From a legal perspective, the ownership and sale of such works can be more complicated than a single painting on a wall. When such a complex work is created, is it the artist’s intention to create editions (i.e., multiple copies of a work that are each considered an original copy which form part of a series)? When it’s then sold, what does the collector purchase (e.g., the rights to exhibit it? The right to show snippets of it? In what context? The right to make exhibition copies so that the master doesn’t degrade over time?)? What happens to the work when the technology used to make it becomes obsolete? It’s possible that the idea of the primary significance of the original is an outmoded idea. However, this also means that assumptions about collecting artwork are changing rapidly.

Yayoi Shionoiri at Sezon Art Gallery in Tokyo, featuring works by artist Meguru Yamaguchi. Photo by Tomofumi Usa.

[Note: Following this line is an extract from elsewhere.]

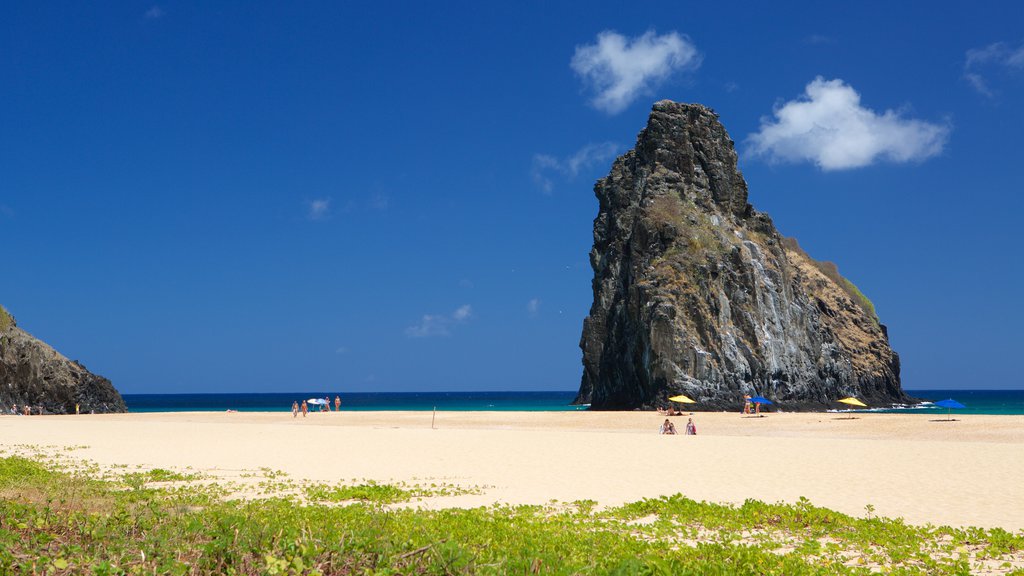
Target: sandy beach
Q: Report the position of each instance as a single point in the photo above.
(964, 472)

More broadly, and as it relates to my current work, it has been inspiring to see more and more users experience Artsy. Ten years ago, it would have been hard to predict confidently that people would use the internet to look at and learn about, inquire about, and purchase art online in large numbers. Despite the perceived limitations in the current legal framework affecting the copying and transmission of images, and despite the difference in experience between viewing a piece of art in person and online, more and more people are using the internet to do so. We want to make art as ubiquitous a part of culture as music, and to allow everyone with an internet connection to access all the world’s art. The journey has been super exciting so far, and we hope it continues, legally.